The original, specific contention (exclusive cable laying rights) may be untrue according to you.

Does that matter whether the government is enforcing the monopoly through excesive coverage requirement or through limiting cable laying rights? The government is still helping to enforce a monopoly.

I think the argument is that the telecom companies need to be regulated because they're a monopoly. So... government is helping to enforce a monopoly

> Does that matter whether the government is enforcing the monopoly through excesive coverage requirement or through limiting cable laying rights?

The original contention was not that the government is helping to perpetuate the monopoly, it's that the cable companies were using special privileges in an anti-competitive way. There's no special privileges, and if you look at e.g. Verizon's tussle with Baltimore, they're not the ones lobbying for excessive coverage requirements.

I don't know why the solution to government policies that discourage competition isn't getting rid of those policies.

>But what's keeping out competition is, e.g., Baltimore forcing companies to build fiber service to the 25% of the city that's below the poverty line as a pre-condition for building anywhere in the city.

Why is that pre-condition supposedly preventing companies from building infrastructure? It's not as though the City has also demanded that they operate at it a loss, merely that they build out service to the entire city as opposed to building service out to the choicest bits.

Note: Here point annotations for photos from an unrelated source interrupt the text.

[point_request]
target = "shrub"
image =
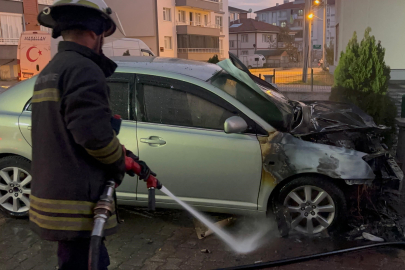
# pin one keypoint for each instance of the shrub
(361, 78)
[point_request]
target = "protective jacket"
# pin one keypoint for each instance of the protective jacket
(74, 148)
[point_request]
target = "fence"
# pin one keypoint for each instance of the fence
(317, 80)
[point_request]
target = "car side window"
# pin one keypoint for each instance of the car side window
(170, 106)
(120, 95)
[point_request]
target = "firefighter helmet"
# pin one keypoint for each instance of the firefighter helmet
(49, 16)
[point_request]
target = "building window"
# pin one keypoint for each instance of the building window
(198, 19)
(182, 16)
(167, 16)
(168, 43)
(11, 27)
(218, 21)
(245, 38)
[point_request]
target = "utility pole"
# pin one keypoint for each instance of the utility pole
(305, 40)
(325, 5)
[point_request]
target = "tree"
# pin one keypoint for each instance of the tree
(330, 54)
(290, 46)
(213, 59)
(361, 78)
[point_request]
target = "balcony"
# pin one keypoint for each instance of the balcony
(198, 28)
(296, 28)
(200, 4)
(199, 54)
(9, 41)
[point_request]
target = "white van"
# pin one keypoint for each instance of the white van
(127, 47)
(252, 61)
(34, 53)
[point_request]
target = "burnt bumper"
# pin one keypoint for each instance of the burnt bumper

And, isn't that exactly what a city government ought to do?

See the math here: http://bits.blogs.nytimes.com/2008/08/19/a-bear-speaks-why-v....

It costs you $1,000 just to pass a house, even if they don't subscribe, and you have to maintain that infrastructure too. If 40% of passed houses subscribe (Verizon has been struggling to hit that number for years), you pay $2,500 per house that does subscribe. This is the "uptake ratio" and a fiber provider lives and dies by that number.

Build-out requirements tank your uptake ratio, because you spend a bunch of money passing houses where people can't afford to subscribe. It increases how much you need to make on all the other houses to recoup your costs.

But your other subscribers don't give a shit about your costs. They're willing to pay, e.g., $100/month for triple play, and they don't care if your per-house cost is $2,000 or $4,000. If you raise your prices to recoup your costs, they'll just stick with the incumbent, again tanking your uptake ratio.

A small ISP may be willing to ask for a $10 million bank loan to wire up a yuppie neighborhood like Fells Point, with the prospect of seeing how it goes and building out from there. Nobody will ask for a $250 million bank loan to wire up the whole city of Baltimore.

They can if they want to, but it seems that is would stifle startups. I guess that is why Google is insisting that cities NOT have that premise with Google Fiber.
THE PRICING OF POLE ATTACHMENTS http://www.phoenix-center.org/pcpp/PCPP34Final.pdf

It's a wacky wacky pricing scheme to get space on poles and in utility rights of way.

If a city reserves the right to grant other parties the right to lay down the cable in the future, but never actually exercises that right, they have effectively given Comcast an exclusive franchise.